Ministers are taking turns to present their scoreboard in the last one year to Nigerians as President Bola Ahmed Tinubu’s government marks One Year Anniversary on May 29.
Lokpobiri was asked to respond to claims in some quarters that the Federal Government was still paying subsidy on fuel.
He however emphatically said: “I can confirm to you that subsidy is gone; officially, there is no subsidy; I want to make it clear that there is no subsidy in the country today.”
He said this was in line with President Tinubu’s announcement on the day of his inauguration that fuel subsidy was gone.
Meanwhile, earlier while making his presentation, the Minister said the current administration had ranked up oil production from about 1.1 million barrels per day which it inherited to about 1.7 million barrels per day.
He said the Renewed Hope Agenda Number 4 of President Tinubu “aims to unlock the natural resources of our great nation for economic prosperity.”

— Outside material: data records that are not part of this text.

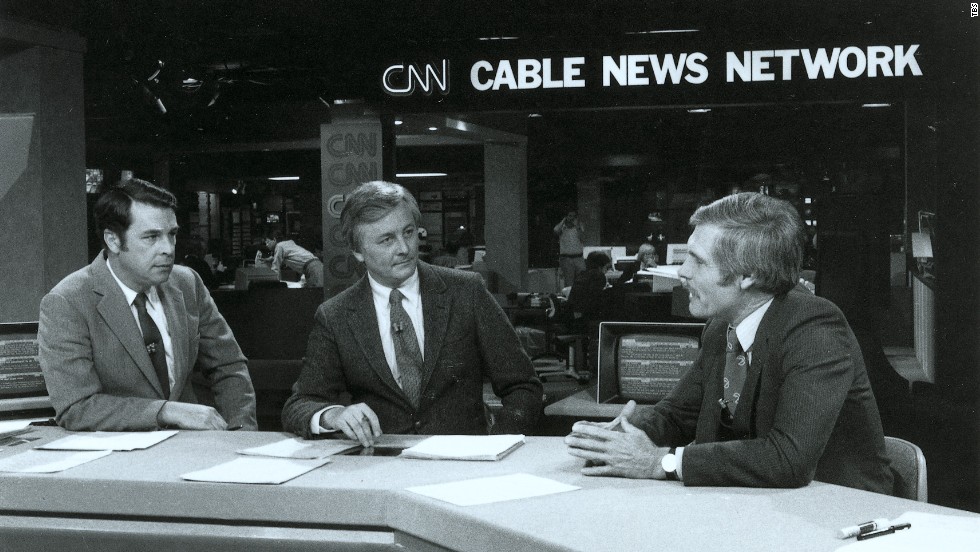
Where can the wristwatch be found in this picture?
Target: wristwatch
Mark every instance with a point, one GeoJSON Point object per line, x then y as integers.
{"type": "Point", "coordinates": [669, 464]}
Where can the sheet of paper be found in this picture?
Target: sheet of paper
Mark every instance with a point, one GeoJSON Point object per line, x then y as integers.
{"type": "Point", "coordinates": [928, 531]}
{"type": "Point", "coordinates": [486, 490]}
{"type": "Point", "coordinates": [48, 461]}
{"type": "Point", "coordinates": [109, 440]}
{"type": "Point", "coordinates": [255, 470]}
{"type": "Point", "coordinates": [464, 447]}
{"type": "Point", "coordinates": [296, 448]}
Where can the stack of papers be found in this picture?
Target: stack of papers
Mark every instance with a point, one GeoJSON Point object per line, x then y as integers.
{"type": "Point", "coordinates": [464, 447]}
{"type": "Point", "coordinates": [486, 490]}
{"type": "Point", "coordinates": [109, 440]}
{"type": "Point", "coordinates": [266, 471]}
{"type": "Point", "coordinates": [298, 449]}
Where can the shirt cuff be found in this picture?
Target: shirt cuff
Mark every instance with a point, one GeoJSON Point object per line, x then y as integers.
{"type": "Point", "coordinates": [315, 427]}
{"type": "Point", "coordinates": [679, 454]}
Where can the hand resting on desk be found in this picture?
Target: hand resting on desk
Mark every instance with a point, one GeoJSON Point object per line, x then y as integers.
{"type": "Point", "coordinates": [190, 416]}
{"type": "Point", "coordinates": [357, 421]}
{"type": "Point", "coordinates": [616, 448]}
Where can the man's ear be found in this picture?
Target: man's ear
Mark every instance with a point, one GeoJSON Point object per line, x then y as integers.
{"type": "Point", "coordinates": [746, 281]}
{"type": "Point", "coordinates": [112, 241]}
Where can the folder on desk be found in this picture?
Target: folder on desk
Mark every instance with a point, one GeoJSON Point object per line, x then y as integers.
{"type": "Point", "coordinates": [464, 447]}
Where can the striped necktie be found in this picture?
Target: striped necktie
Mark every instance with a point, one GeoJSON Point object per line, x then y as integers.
{"type": "Point", "coordinates": [408, 356]}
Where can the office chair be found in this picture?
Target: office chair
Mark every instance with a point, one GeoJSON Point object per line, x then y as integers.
{"type": "Point", "coordinates": [909, 467]}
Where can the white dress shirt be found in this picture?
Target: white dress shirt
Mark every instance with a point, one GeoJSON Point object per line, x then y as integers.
{"type": "Point", "coordinates": [745, 332]}
{"type": "Point", "coordinates": [154, 307]}
{"type": "Point", "coordinates": [412, 303]}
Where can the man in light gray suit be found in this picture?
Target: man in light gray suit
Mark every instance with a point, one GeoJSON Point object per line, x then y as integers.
{"type": "Point", "coordinates": [408, 347]}
{"type": "Point", "coordinates": [120, 338]}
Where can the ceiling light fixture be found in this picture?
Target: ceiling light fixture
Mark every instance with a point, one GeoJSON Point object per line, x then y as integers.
{"type": "Point", "coordinates": [419, 175]}
{"type": "Point", "coordinates": [664, 31]}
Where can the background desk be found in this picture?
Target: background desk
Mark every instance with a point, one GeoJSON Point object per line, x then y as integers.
{"type": "Point", "coordinates": [136, 501]}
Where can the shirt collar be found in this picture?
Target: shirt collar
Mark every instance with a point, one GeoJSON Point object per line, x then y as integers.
{"type": "Point", "coordinates": [151, 294]}
{"type": "Point", "coordinates": [747, 328]}
{"type": "Point", "coordinates": [409, 288]}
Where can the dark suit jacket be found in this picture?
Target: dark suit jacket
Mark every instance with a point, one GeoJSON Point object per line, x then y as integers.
{"type": "Point", "coordinates": [95, 365]}
{"type": "Point", "coordinates": [467, 339]}
{"type": "Point", "coordinates": [807, 411]}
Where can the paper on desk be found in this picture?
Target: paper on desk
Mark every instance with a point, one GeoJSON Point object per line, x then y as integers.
{"type": "Point", "coordinates": [928, 532]}
{"type": "Point", "coordinates": [464, 447]}
{"type": "Point", "coordinates": [48, 461]}
{"type": "Point", "coordinates": [486, 490]}
{"type": "Point", "coordinates": [109, 440]}
{"type": "Point", "coordinates": [267, 471]}
{"type": "Point", "coordinates": [295, 448]}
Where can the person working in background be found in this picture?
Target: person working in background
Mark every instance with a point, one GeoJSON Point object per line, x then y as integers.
{"type": "Point", "coordinates": [778, 396]}
{"type": "Point", "coordinates": [588, 302]}
{"type": "Point", "coordinates": [570, 261]}
{"type": "Point", "coordinates": [295, 257]}
{"type": "Point", "coordinates": [407, 348]}
{"type": "Point", "coordinates": [120, 338]}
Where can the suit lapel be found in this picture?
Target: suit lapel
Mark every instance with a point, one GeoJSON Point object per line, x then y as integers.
{"type": "Point", "coordinates": [435, 312]}
{"type": "Point", "coordinates": [118, 316]}
{"type": "Point", "coordinates": [173, 301]}
{"type": "Point", "coordinates": [363, 322]}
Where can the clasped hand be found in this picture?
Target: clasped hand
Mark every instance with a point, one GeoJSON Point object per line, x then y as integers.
{"type": "Point", "coordinates": [357, 421]}
{"type": "Point", "coordinates": [616, 448]}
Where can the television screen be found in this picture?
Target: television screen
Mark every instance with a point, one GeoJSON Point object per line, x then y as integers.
{"type": "Point", "coordinates": [642, 361]}
{"type": "Point", "coordinates": [20, 369]}
{"type": "Point", "coordinates": [650, 364]}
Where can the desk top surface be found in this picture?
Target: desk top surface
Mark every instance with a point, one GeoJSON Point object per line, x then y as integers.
{"type": "Point", "coordinates": [355, 491]}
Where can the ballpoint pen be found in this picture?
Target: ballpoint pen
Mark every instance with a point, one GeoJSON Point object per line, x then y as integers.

Lokpobiri announced that, “Our foremost achievement is the significant increase in production. When we took office, production was at approximately 1.1 million barrels per day, including condensates.
“Today, I am proud to report that we have increased our production to approximately 1.7 million barrels per day (inclusive of condensate).

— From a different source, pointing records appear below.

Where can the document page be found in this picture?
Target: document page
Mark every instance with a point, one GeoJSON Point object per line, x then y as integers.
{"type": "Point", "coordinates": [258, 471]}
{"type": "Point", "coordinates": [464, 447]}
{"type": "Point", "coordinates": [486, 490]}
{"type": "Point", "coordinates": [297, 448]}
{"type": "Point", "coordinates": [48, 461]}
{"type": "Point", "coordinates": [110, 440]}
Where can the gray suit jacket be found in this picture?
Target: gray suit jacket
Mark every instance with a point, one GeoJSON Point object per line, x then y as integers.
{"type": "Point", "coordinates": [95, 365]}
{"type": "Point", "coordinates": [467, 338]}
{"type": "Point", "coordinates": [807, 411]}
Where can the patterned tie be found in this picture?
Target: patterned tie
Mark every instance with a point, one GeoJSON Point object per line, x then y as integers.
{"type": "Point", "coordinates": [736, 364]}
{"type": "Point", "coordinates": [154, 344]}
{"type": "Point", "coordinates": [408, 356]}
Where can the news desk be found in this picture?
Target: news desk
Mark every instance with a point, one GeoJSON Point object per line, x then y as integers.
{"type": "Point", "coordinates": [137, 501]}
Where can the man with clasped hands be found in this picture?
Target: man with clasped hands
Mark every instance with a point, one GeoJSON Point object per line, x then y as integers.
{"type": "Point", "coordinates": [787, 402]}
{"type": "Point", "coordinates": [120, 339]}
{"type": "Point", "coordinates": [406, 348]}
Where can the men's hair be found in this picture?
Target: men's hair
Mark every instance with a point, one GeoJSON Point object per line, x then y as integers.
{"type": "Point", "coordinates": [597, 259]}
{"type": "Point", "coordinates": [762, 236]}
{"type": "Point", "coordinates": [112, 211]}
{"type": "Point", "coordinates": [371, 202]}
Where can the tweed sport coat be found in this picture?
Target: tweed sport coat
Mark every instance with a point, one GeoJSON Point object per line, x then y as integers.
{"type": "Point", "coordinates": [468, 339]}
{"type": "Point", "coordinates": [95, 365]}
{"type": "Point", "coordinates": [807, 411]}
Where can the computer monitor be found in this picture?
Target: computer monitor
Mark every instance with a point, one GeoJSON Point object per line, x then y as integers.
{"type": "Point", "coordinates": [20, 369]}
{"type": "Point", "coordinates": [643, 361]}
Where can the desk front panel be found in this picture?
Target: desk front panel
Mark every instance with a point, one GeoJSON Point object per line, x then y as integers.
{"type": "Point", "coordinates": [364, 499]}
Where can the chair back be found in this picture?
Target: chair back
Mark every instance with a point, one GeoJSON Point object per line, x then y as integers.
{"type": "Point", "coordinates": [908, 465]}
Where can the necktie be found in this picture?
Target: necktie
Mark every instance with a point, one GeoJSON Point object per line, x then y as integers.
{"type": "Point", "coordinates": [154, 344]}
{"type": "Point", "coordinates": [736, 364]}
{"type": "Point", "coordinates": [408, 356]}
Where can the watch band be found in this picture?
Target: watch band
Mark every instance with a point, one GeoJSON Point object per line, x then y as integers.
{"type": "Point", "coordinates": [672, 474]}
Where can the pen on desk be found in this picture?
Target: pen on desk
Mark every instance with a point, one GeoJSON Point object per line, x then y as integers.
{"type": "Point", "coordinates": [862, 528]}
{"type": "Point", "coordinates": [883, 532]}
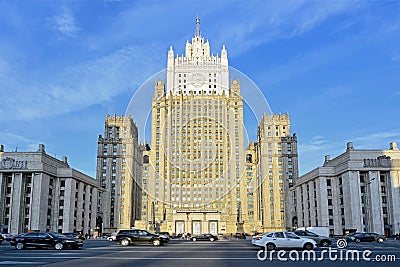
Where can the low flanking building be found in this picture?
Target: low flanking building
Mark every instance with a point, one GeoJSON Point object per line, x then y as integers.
{"type": "Point", "coordinates": [41, 193]}
{"type": "Point", "coordinates": [119, 163]}
{"type": "Point", "coordinates": [356, 191]}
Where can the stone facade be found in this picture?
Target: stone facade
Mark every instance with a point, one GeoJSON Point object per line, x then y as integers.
{"type": "Point", "coordinates": [356, 191]}
{"type": "Point", "coordinates": [40, 192]}
{"type": "Point", "coordinates": [119, 171]}
{"type": "Point", "coordinates": [276, 163]}
{"type": "Point", "coordinates": [197, 179]}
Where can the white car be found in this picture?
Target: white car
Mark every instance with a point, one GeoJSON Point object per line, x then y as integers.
{"type": "Point", "coordinates": [112, 237]}
{"type": "Point", "coordinates": [278, 240]}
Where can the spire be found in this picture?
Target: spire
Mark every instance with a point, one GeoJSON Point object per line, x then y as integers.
{"type": "Point", "coordinates": [197, 34]}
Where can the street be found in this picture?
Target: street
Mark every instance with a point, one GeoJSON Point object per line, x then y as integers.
{"type": "Point", "coordinates": [99, 252]}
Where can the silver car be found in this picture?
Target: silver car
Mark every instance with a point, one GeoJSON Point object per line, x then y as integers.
{"type": "Point", "coordinates": [275, 240]}
{"type": "Point", "coordinates": [322, 241]}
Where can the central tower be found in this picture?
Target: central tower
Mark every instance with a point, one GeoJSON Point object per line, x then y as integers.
{"type": "Point", "coordinates": [196, 162]}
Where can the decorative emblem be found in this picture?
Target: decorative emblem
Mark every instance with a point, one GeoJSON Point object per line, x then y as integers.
{"type": "Point", "coordinates": [381, 161]}
{"type": "Point", "coordinates": [198, 80]}
{"type": "Point", "coordinates": [10, 163]}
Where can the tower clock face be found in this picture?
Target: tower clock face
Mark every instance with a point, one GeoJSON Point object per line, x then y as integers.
{"type": "Point", "coordinates": [198, 79]}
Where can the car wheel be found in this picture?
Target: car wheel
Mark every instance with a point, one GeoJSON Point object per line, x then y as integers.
{"type": "Point", "coordinates": [270, 246]}
{"type": "Point", "coordinates": [308, 246]}
{"type": "Point", "coordinates": [125, 242]}
{"type": "Point", "coordinates": [325, 243]}
{"type": "Point", "coordinates": [19, 246]}
{"type": "Point", "coordinates": [58, 246]}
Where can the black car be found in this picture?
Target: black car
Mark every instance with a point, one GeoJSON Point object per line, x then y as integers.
{"type": "Point", "coordinates": [43, 240]}
{"type": "Point", "coordinates": [368, 237]}
{"type": "Point", "coordinates": [135, 236]}
{"type": "Point", "coordinates": [78, 238]}
{"type": "Point", "coordinates": [204, 237]}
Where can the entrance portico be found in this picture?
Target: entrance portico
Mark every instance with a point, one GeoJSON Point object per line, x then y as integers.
{"type": "Point", "coordinates": [195, 221]}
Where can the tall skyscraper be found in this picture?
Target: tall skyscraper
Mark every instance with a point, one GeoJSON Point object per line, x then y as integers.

“This increase is a testament to our relentless efforts to streamline operations and resolve conflicts among stakeholders.”
He said steps taken to increase crude oil production include “efforts towards revamping redundant oil assets to active status; Continuous engagement with IOCs and Independent Petroleum Producers Group (IPPG) members in resolving industry disputes towards increasing production; Resolutions of internal Joint venture contracts feud between joint ventures partners on critical productions fields; Engaging local communities with critical assets running through them to protect the assets all in a bid to decrease oil theft in the country.”
Others were “Consolidating existing security frameworks with private security firms and Government security agencies for pipeline surveillance, which led to sharp decline in crude oil theft and thus increased production for export.”
Lokpobiri further stated that the period under review saw to coming on stream of OMLs 13 (Sterling Exploration) and 85 (First E&P), with the respective assets reaching first oil in the development of their licenses.
He said, “These assets are expected to produce an average of 20,000 and 40,000 barrels per day respectively.
“This achievement is another testament to the commitment of this administration to optimize production from the nation’s oil and gas assets by providing an enabling environment for existing and prospective investors.
“One of our main objectives has been to create an environment where investment can thrive.”
He equally blamed the non-passage of the Petroleum Industry Act (PIA) and inconsistent policies as responsible for driving investments away in the past.
The Minister, however, revealed that, “Today, I am pleased to announce that our efforts have rekindled investor confidence in the sector. Notable examples include: Investments committed to the tune of $5bn and $10bn respectively in deepwater offshore assets; and $1.6bn investment commitment in oil and gas asset acquisition.
“The very high global interest noted in the ongoing bid round of assets coming online, arising from the recent roadshow activities in the US and Europe.”
He also disclosed that the ministry under his watch had eliminated all forms of bureaucratic bottlenecks in line with the President’s mandate, adding that this rekindled investors’ confidence.
He ruled out any form of fuel scarcity in the country, stating that people were mostly queuing at the Nigerian National Petroleum Corporation Limited, NNPCL, filling stations to buy at cheaper rates.